When we got to Berlin we experienced some emotionally heavy stuff. With our first day we started off with a tour of the city but our guide showed us not only the beauty of Berlin but also the shadows of it's darker past. That being said this post will take on a much more serious and darker tone as a reflect back on how to process and handle experiencing such history like this. The first emotionally heavy thing we encountered that day was the monument Memorial to the Murdered Jews of Europe. The memorial was unique in the sense that the artist behind it nor anyone else really gave it a single meaning, for they intended one to experience it independently and personally when one walks through it. For me I felt the memorial was a very effective way to show someone just a small dose of the feeling and sense of isolation, and the overwhelming feeling that a victim of the holocaust would have endured. For as I walked through the pillars of stone, I felt alone even though I was with our entire class for the way the stones were erected the effectively muffle the sound of very one else while at the same time strengthening your own. They way the memorial did this so effectively made me feel just for a moment the pain of the holocaust and I carried with me that memory of the feeling for the rest of that day.

The Memorial to the Murdered Jews of Europe.
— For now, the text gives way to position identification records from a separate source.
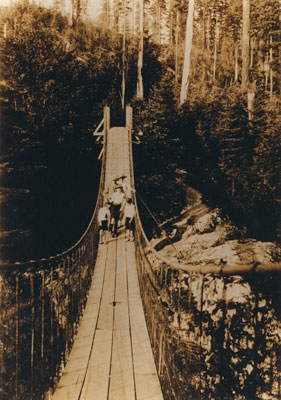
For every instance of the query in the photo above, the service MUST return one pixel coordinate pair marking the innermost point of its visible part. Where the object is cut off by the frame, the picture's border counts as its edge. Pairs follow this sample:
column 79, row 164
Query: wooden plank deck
column 111, row 357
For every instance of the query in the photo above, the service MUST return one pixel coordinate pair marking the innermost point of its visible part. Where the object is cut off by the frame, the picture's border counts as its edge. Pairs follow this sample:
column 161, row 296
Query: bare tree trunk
column 177, row 49
column 140, row 56
column 266, row 70
column 270, row 66
column 245, row 45
column 215, row 49
column 187, row 52
column 236, row 71
column 123, row 60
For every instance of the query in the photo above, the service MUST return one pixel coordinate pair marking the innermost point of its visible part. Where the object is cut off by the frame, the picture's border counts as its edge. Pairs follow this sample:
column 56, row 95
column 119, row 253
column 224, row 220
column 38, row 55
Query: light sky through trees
column 93, row 7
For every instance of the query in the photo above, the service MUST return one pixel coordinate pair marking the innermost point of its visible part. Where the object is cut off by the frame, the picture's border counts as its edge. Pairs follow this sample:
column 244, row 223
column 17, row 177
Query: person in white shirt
column 116, row 202
column 103, row 218
column 129, row 214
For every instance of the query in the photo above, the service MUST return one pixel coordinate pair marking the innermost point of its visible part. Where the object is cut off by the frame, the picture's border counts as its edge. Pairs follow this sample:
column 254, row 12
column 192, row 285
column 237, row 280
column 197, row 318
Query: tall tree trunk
column 187, row 52
column 140, row 56
column 123, row 60
column 270, row 66
column 245, row 45
column 177, row 48
column 236, row 68
column 216, row 49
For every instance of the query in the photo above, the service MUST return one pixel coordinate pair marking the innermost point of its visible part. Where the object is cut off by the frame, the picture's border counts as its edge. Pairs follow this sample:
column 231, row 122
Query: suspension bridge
column 118, row 321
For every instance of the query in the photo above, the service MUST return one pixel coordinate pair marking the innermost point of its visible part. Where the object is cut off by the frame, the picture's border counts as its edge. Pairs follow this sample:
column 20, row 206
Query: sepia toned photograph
column 140, row 200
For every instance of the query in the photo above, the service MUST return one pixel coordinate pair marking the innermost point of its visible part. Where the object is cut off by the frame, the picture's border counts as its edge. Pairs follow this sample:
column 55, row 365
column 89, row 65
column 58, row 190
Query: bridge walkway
column 112, row 357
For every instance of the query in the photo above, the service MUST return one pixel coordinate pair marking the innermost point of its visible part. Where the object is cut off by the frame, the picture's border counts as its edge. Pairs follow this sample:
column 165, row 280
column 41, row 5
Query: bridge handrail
column 41, row 305
column 195, row 340
column 19, row 264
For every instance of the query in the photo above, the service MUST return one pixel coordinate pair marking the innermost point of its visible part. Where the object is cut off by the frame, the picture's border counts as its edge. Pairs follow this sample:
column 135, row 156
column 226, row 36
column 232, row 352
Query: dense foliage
column 55, row 80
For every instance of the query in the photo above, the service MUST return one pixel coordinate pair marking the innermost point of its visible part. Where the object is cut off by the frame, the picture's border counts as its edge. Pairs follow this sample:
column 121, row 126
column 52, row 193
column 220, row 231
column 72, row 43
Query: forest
column 203, row 79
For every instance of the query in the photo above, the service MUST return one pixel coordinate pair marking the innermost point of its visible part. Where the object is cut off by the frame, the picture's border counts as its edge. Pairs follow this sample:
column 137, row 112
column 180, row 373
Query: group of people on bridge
column 117, row 210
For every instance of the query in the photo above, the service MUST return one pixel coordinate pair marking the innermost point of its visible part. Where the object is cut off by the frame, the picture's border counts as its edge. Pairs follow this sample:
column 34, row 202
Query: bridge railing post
column 129, row 118
column 106, row 116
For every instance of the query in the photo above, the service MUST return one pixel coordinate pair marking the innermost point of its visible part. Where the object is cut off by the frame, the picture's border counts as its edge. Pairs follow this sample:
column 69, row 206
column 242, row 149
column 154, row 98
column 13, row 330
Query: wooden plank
column 146, row 378
column 74, row 372
column 122, row 378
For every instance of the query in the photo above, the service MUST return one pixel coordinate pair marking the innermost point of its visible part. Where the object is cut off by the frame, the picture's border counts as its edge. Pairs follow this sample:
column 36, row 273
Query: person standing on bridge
column 129, row 214
column 103, row 218
column 116, row 202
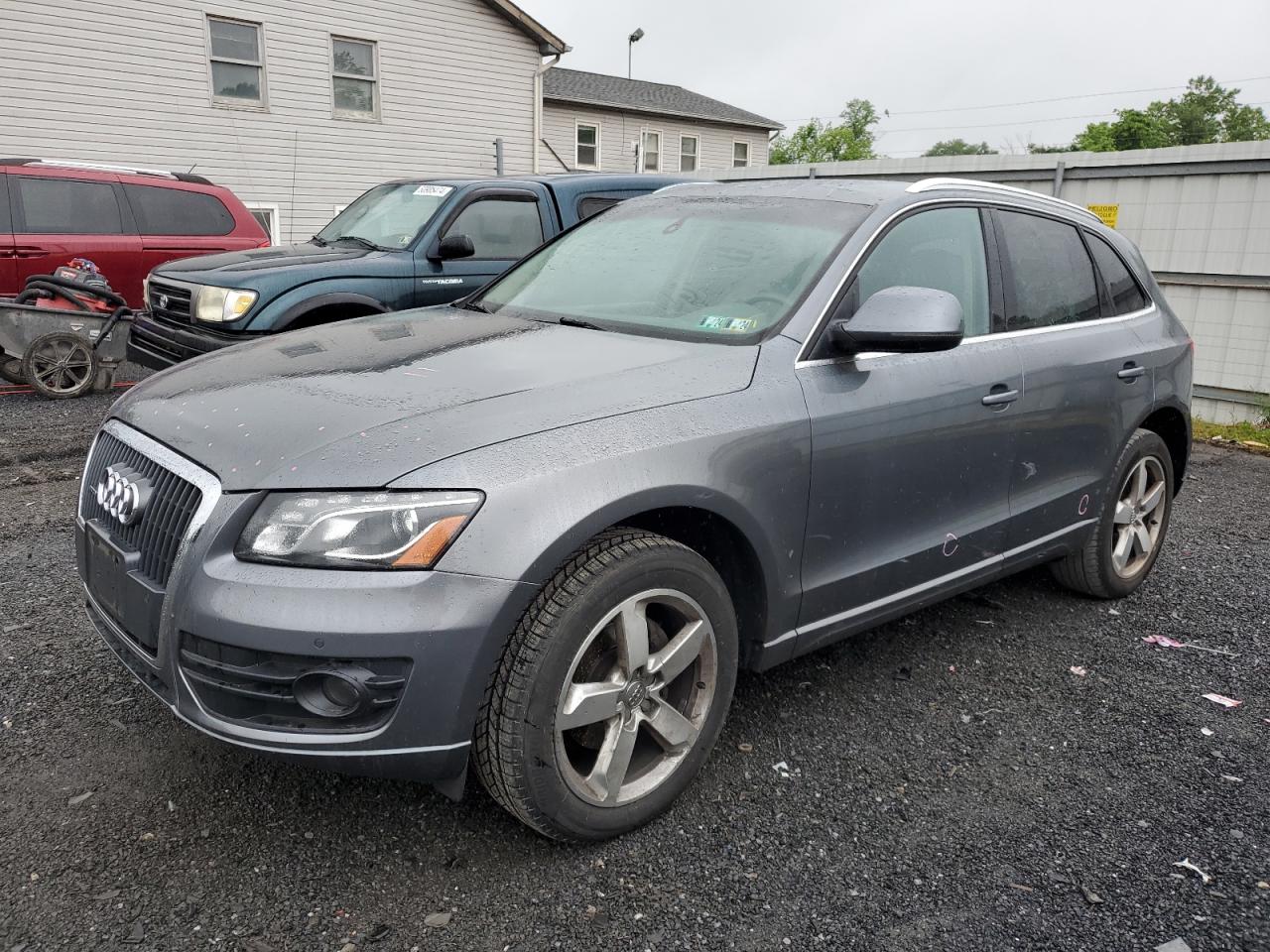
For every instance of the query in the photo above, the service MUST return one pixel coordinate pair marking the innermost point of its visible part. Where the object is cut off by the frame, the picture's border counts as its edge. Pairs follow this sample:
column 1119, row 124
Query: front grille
column 255, row 688
column 171, row 301
column 166, row 520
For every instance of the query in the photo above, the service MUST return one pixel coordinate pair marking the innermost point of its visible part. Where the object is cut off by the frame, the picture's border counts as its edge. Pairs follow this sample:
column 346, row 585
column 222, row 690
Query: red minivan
column 123, row 220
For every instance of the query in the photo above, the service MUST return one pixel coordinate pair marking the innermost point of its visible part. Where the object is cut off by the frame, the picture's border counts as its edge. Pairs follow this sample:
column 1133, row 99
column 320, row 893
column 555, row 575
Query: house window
column 587, row 145
column 354, row 77
column 238, row 61
column 268, row 216
column 652, row 151
column 689, row 148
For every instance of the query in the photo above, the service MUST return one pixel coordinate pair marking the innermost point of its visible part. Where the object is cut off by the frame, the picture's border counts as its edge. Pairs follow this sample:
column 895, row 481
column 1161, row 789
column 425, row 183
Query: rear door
column 8, row 254
column 1084, row 384
column 59, row 217
column 176, row 222
column 504, row 225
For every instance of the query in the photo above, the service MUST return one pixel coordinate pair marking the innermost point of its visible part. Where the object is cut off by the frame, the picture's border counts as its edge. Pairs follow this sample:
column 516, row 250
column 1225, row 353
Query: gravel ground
column 951, row 783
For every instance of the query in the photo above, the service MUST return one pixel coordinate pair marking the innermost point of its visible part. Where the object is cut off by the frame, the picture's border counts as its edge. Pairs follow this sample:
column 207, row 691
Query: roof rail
column 979, row 185
column 112, row 167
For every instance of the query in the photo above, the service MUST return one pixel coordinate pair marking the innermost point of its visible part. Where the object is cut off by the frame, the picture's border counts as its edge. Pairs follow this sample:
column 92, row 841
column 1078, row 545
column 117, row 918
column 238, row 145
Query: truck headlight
column 390, row 530
column 220, row 304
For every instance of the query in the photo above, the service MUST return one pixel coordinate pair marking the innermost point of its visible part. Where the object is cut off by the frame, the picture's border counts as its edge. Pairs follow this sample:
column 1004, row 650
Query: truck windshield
column 388, row 216
column 712, row 268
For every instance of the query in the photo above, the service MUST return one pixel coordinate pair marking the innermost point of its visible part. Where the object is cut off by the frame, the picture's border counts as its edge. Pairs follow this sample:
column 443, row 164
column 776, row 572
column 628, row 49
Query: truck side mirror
column 453, row 246
column 901, row 320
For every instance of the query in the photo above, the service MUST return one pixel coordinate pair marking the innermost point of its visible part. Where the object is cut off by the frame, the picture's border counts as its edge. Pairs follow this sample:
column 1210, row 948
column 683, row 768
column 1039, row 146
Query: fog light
column 329, row 693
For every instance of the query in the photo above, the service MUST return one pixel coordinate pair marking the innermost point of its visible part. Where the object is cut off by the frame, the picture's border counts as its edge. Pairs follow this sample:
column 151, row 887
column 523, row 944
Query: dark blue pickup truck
column 403, row 244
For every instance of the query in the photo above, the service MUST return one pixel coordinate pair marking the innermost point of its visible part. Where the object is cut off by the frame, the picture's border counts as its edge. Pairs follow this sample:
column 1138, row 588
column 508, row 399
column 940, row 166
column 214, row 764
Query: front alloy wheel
column 612, row 689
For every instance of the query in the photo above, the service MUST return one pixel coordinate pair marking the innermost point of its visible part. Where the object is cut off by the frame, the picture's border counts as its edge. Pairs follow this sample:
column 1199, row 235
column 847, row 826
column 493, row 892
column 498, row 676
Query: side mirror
column 453, row 246
column 901, row 320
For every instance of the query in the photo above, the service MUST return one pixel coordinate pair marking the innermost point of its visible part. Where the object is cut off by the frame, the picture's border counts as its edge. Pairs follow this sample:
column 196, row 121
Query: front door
column 1086, row 382
column 911, row 453
column 503, row 225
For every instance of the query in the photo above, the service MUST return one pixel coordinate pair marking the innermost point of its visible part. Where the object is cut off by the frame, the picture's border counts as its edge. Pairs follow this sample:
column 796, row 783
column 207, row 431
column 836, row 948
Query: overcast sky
column 790, row 60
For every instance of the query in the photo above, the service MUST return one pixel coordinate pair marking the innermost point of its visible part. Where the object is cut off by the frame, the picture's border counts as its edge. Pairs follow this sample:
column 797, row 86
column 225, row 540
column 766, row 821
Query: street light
column 630, row 45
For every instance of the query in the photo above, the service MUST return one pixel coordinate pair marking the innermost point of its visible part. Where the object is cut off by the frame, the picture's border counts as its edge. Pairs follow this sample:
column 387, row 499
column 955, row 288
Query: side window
column 68, row 207
column 594, row 206
column 1049, row 272
column 1127, row 296
column 171, row 211
column 499, row 227
column 940, row 249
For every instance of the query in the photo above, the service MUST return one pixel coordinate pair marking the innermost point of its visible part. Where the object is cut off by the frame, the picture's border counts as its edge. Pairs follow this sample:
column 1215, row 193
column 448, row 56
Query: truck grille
column 172, row 302
column 163, row 525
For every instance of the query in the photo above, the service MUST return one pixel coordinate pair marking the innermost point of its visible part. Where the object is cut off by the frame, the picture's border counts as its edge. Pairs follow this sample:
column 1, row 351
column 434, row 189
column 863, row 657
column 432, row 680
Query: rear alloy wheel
column 60, row 366
column 1132, row 527
column 612, row 690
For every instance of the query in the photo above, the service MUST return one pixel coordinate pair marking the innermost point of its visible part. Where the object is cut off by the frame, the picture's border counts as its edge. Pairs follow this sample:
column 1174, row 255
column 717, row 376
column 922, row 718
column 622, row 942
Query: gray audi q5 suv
column 541, row 530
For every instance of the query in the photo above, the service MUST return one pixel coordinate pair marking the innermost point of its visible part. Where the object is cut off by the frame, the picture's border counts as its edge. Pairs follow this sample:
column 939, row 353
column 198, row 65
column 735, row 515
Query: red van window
column 68, row 207
column 172, row 211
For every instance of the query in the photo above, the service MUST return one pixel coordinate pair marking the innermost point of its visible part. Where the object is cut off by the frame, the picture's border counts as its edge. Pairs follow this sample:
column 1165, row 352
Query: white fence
column 1199, row 213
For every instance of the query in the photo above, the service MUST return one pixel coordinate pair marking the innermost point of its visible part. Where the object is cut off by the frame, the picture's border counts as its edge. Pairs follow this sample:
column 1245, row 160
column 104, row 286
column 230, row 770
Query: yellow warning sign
column 1106, row 212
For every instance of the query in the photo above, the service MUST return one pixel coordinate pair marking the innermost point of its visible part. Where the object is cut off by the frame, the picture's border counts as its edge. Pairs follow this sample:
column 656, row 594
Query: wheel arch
column 1173, row 425
column 309, row 312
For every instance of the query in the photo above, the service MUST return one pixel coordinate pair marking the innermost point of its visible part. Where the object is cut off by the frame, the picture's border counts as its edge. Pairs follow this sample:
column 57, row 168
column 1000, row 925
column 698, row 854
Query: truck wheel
column 612, row 689
column 60, row 366
column 1130, row 531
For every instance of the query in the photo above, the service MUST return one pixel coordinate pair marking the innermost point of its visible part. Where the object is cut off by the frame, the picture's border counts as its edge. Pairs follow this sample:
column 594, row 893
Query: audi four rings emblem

Our tour ended in the topography of terror museum which is a comprehensive look of the rise and fall of the Nazi regime in both Berlin and in Germany overall. Most importantly it does not in anyway hold back, it shows all the facts as they are carrying with all the brutality of the past with it. This museum is hard to go through on it's own, and after my experience at the memorial that day I had to take it step by step. The most impactful part to me was the the map of all the concentration and death camps in Germany, for it was presented like any of the other pieces but to me I couldn't even imagine the kind of person that could plan this out like any other building project. The coldness I felt form it almost made me sick, and even now day's later it is hard to even talk about my experience with it.
The Map of all the Concentration Camps in Germany.
The fallowing day we took a 30 minute train ride to the Sachsenhausen Concentration Camp, the main Concentration camp outside Berlin. Although it was not an "official death camp" like Auschwitz, if you were sent here you not meant to come back. For the goal of the camp was to work people to death, as the ominous quote on the front gate by the processing house states: "My work shall set me Free". As it was in death that the victims here escaped the brutality of the camp.
"My work shall set me Free".
 For most of our tour nobody said a word even though our guide had encouraged us to ask questions on many occasions, as many of us were too somber to speak. And even after the tour many of us, including me, needed some time to process all of what we saw. But for me what our tour guide said at the end of the tour really helped me come to terms with every thing we saw. And I think this fits well to help wrap up the heavy content of this post. He put it like this we must remember the facts and not the myths for we should know the failures of the past so that when we go forward to the future we can make a positive impact on our world, and make sure we do not mimic the dark shadows of the past.